GPT-What: Intro to the next big thing
24 Jul 2020So a few weeks ago I stumbled upon something that reminded me of Arthur C. Clarke’s famous 3rd law — Any sufficiently advanced technology is indistinguishable from magic.
It was something I’d never seen before. It was a moment where I saw a piece of complex technology becoming easily accessible and approachable to a much larger group.
Of course, I’m talking about OpenAI’s Generative Pretrained Transformer 3 or commonly known as GPT-3. OpenAI announced that they are opening up access to it through their API which is invite-only at this point.

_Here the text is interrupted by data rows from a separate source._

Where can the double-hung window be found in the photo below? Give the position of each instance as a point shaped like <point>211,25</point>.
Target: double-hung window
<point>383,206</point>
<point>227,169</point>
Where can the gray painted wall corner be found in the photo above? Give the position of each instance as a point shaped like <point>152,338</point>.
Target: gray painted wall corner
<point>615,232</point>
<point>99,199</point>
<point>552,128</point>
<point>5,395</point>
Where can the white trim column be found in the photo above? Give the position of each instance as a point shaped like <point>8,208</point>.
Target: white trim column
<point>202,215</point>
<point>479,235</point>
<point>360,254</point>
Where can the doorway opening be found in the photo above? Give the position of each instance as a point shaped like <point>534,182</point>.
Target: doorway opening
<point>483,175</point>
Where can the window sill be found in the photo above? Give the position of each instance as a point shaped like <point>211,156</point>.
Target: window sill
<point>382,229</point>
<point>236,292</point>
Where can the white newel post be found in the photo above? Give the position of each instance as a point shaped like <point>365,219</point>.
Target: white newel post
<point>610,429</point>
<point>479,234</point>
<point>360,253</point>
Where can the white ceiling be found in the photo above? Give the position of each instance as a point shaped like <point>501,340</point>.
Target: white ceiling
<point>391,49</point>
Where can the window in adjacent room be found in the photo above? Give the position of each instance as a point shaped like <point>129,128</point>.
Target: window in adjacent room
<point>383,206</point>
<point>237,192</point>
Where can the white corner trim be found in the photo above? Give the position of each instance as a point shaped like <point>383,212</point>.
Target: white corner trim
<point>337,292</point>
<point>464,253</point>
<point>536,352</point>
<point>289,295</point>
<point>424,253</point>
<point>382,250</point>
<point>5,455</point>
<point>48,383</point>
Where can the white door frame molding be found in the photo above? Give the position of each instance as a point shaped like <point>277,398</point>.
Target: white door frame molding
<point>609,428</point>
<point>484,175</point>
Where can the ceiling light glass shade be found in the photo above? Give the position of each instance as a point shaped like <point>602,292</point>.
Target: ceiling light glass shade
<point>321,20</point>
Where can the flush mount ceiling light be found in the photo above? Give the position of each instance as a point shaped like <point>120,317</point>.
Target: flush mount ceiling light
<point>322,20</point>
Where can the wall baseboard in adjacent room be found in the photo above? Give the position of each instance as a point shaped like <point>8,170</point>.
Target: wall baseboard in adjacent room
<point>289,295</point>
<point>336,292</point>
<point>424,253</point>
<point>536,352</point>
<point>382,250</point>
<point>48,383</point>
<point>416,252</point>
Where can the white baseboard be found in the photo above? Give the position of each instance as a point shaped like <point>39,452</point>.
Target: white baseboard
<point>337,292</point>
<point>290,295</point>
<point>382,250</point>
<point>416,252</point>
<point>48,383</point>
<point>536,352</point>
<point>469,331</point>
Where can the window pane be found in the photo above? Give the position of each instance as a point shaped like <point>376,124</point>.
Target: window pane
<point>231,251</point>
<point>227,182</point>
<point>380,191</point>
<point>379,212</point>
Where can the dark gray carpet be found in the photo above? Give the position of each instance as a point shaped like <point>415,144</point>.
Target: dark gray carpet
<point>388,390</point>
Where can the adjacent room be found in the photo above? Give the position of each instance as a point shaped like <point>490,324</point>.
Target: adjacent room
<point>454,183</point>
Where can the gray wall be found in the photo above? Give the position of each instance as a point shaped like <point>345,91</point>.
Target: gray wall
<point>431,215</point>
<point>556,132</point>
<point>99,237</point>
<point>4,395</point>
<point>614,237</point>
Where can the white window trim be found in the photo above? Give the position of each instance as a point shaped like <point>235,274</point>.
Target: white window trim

So far I’ve seen it described as the biggest thing since the Internet, the Blockchain, and everything in between. It intrigued me to no end and I wanted to learn more. That made me go down a bit of a rabbit hole. Here’s my attempt to summarize my findings from a layman perspective.
Show me the Magic!
Before we understand what’s under the hood, let’s see this in action.
Search Engine
Here’s a demo where GPT-3 acts as a search engine that can reply with an answer to your exact query
I made a fully functioning search engine on top of GPT3.
— Paras Chopra (@paraschopra) July 19, 2020
For any arbitrary query, it returns the exact answer AND the corresponding URL.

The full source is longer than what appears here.